La saison 2023 s'annoncerait plus incertaine que l'an passé pour les hôteliers corses. Ces derniers dressent ainsi un bilan d'avant-saison en demi-teinte. En cause, notamment, une concurrence importante d'autres destinations touristiques moins onéreuse, et des meublés de tourisme toujours plus nombreux.
Après une année 2022 record, 2023 sera-t-elle une saison noire pour les hôteliers ? Au Sud Hôtel, à Bastia, les premiers chiffres de l’avant-saison n’augurent en tout cas rien de bon : "On a une baisse de 15% sur le mois d'avril, et 10% sur le mois de mai", détaille Joseph Bourgeois, le propriétaire.
Une tendance qui se confirme dans les premières remontées faites par les hôteliers à l’Union des Métiers et des industries de l’Hôtellerie : en mai, les professionnels corses déclarent une baisse de leur taux d’occupation de -27 à -55%.
Les chiffres attendus pour août en se basant sur le nombre de réservations sont également inquiétants : les hôteliers anticipent une chute de -31 à -78%.

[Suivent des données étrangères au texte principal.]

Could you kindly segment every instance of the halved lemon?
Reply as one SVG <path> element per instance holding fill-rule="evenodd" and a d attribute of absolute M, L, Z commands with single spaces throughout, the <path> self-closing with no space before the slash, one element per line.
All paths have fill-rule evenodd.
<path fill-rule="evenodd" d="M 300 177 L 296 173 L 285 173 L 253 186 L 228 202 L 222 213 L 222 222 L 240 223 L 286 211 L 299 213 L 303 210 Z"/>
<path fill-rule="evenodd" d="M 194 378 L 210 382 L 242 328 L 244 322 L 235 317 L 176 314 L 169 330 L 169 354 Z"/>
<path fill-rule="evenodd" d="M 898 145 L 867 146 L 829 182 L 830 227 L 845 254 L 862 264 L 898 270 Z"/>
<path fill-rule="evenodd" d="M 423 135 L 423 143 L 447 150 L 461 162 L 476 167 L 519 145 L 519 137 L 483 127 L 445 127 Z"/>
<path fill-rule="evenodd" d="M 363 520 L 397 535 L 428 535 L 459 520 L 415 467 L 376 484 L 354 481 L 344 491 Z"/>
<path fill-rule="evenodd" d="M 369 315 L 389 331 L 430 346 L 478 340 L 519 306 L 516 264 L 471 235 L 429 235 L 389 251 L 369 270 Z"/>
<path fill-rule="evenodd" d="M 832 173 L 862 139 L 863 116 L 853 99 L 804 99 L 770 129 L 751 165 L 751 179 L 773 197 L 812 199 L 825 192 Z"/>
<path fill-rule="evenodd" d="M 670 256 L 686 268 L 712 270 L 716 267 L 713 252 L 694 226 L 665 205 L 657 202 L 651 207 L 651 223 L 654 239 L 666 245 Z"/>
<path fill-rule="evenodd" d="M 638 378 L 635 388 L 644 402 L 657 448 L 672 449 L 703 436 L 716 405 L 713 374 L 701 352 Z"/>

Des destinations touristiques concurrentes moins chères, et des meublés de tourisme toujours plus nombreux
Les séjours de dernière minute pourraient faire mentir ces prévisions. Problème, la Corse souffre du retour de la concurrence d’autres destinations, inaccessibles l’an dernier à cause du COVID.
"Le problème, c'est que cette année, la plupart des Français continentaux ont été sur des destinations plutôt méditerranéennes, notamment, et donc des destinations concurrentes de la Corse, constate Joseph Bourgeois. Et cela à des prix qui sont quand même assez accessibles, puisqu'inversement la Corse reste assez prohibitive au niveau de l'offre de transport."
Autre facteur pouvant expliquer la méforme du secteur hôtelier : la concurrence des logements type Airbnb, Booking ou Abritel. L’hôtellerie classique propose 147.000 lits en Corse. Soit environ 20% de moins que les meublés de tourisme, et leurs 181.000 lits déclarés. Un chiffre en augmentation de 13% par rapport à l’an dernier.
Des hébergements qui ont moins de contraintes que les hôtels classiques et sont aussi souvent moins onéreux. "Je pense que les Airbnb posent un peu un problème, glisse Julia Jambert, responsable de réception d'un établissement bastiais. Avec l'inflation, les gens se tournent vers des hébergements moins coûteux, donc forcément l'hôtellerie est impactée."
De nouveaux comportements des vacanciers
Mais l’augmentation continue des locations de meublés de tourisme ne s’expliquerait pas seulement par le contexte économique. Elle pourrait être liée à un changement de comportement plus profond des vacanciers.
"C'est un phénomène de fond qui avait déjà commencé à être observé avant la crise sanitaire, et qui se renforce d'années en années, analyse ainsi Sauveur Giannoni, maître de conférences en économie à l'Université de Corse. Aujourd'hui, je pense qu'on arrive à un moment où les professionnels sont de plus en plus préoccupés. Mais je ne ferais pas pour ma part de lien direct avec l'inflation."
Fragilisé, le secteur de l’hôtellerie espère limiter les dégâts en juillet et août. Une haute saison souvent décriée dans la société insulaire, interrogée dans le débat politique, mais toujours indispensable pour les professionnels du tourisme.